Fraudulent Claims and Insurance Agent Professional Liability

Insurance agents provide some very important work as professionals in the insurance industry, but they also face some ethical dilemmas in the course of their duties. Creating some of these dilemmas are the fiduciary responsibilities involved and any compensation received, in terms of commissions, to those agents.

 

The broker is most commonly the “agent” of the insured, in the principal/agent sense, and it is within this relationship that most claims arise against the broker. A broker can be sued for several reasons, including breach of contract, fraud or misrepresentation; but the most common assertion is generally for a breach of fiduciary duty.

 

By definition, a fiduciary is a person (or organization) in a position of financial trust. The public has both, the expectancy, and a need to know that the insurance industry will function in the capacity of a fiduciary and also act in the best interest of the insured.

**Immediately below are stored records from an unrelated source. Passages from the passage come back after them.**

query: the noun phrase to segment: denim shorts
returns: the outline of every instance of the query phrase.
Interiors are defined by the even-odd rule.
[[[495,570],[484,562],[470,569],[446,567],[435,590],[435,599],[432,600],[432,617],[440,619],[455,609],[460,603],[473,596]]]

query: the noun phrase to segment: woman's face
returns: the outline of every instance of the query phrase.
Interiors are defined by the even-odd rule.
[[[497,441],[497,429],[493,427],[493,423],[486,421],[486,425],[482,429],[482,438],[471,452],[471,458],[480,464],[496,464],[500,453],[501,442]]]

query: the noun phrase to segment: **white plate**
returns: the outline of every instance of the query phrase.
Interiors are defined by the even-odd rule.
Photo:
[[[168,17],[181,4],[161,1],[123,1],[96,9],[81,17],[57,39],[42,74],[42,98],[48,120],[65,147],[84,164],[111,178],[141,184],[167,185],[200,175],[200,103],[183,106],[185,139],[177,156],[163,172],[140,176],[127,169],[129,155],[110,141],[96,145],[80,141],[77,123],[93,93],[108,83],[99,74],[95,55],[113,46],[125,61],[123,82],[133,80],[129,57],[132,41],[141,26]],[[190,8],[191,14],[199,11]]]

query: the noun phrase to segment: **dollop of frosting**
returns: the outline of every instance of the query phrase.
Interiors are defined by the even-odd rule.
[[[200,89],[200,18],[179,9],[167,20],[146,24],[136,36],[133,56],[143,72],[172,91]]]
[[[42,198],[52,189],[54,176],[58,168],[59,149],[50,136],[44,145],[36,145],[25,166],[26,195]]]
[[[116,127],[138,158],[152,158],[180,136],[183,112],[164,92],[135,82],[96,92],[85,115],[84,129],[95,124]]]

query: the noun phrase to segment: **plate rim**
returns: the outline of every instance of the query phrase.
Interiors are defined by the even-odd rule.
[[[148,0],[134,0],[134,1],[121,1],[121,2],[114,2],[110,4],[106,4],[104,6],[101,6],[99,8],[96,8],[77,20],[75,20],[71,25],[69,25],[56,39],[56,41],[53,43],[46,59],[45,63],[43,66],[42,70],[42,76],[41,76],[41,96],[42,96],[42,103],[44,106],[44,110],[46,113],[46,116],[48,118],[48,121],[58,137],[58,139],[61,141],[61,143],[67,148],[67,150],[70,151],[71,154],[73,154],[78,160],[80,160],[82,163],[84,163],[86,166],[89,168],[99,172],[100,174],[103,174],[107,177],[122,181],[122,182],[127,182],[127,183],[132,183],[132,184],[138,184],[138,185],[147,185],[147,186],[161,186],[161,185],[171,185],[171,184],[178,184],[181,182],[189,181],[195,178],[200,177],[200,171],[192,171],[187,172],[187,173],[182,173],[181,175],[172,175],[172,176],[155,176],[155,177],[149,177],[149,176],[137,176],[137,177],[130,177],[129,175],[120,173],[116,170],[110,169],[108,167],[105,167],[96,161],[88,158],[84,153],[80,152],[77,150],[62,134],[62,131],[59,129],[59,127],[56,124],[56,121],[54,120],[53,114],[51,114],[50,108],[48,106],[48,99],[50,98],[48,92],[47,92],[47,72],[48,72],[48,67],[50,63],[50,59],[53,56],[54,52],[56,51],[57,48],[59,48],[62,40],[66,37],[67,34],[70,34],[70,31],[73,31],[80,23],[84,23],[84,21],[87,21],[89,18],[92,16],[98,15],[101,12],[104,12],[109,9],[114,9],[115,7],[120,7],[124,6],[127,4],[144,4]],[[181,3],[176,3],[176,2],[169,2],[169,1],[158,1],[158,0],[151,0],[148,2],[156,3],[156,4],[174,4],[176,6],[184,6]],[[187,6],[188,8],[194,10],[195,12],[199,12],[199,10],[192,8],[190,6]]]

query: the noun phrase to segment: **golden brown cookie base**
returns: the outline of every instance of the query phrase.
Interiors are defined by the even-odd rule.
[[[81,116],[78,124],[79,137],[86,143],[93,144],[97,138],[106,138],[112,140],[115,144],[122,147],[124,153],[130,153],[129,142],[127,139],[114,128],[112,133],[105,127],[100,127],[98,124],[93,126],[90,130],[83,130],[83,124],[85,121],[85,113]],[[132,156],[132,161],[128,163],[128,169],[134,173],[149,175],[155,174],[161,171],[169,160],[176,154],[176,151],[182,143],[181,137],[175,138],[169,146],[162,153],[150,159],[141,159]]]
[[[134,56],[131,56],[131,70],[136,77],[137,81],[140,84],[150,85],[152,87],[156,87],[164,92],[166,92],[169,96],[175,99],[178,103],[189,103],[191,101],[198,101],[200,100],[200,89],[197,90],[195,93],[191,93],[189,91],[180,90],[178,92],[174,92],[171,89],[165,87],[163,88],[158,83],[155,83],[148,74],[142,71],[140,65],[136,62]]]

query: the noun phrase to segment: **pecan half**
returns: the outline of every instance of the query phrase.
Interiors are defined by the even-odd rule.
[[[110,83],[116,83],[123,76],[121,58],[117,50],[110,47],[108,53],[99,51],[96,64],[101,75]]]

Failing to do so could potentially result in a lawsuit and a need for insurance agent professional liability insurance to fight such a claim.

 

Concerns and dilemmas regarding this arrangement

 

Agents are expected to competently present the features of any policy they represent and find the policy and rates that best fit the needs of the insured. The insured may end up having “buyer’s remorse” when it comes to the policy they decide to purchase and may attempt to put fault with the broker for any number of reasons, whether or not they have merit, including charges of unethical behavior, failure to disclose certain information, or engaging in some form of illegal activities.

 

The agent therefore needs insurance agent professional liability coverage, and should also be documenting all contracts, agreements and transactions in writing. Under professional duty of care, agents are required to perform with “reasonable conduct,” which includes:

 

  • Securing the coverage sought by the insured within a reasonable period of time; if no coverage can be obtained, the broker must notify the insured

 

  • Notifying an insured if and when the requested coverage has been denied

 

  • Securing adequate coverage for the risk, assuming that the broker was given sufficient information to understand the amount needed

 

  • Placing coverage with a carrier that the broker knows or should have known to be financially stable, and

 

  • Notifying the insured of cancellation, expiration and renewal or non-renewal of a placed policy

 

Because there are so many situations where claims may arise, it is vital to secure professional liability coverage to protect against fraudulent claims.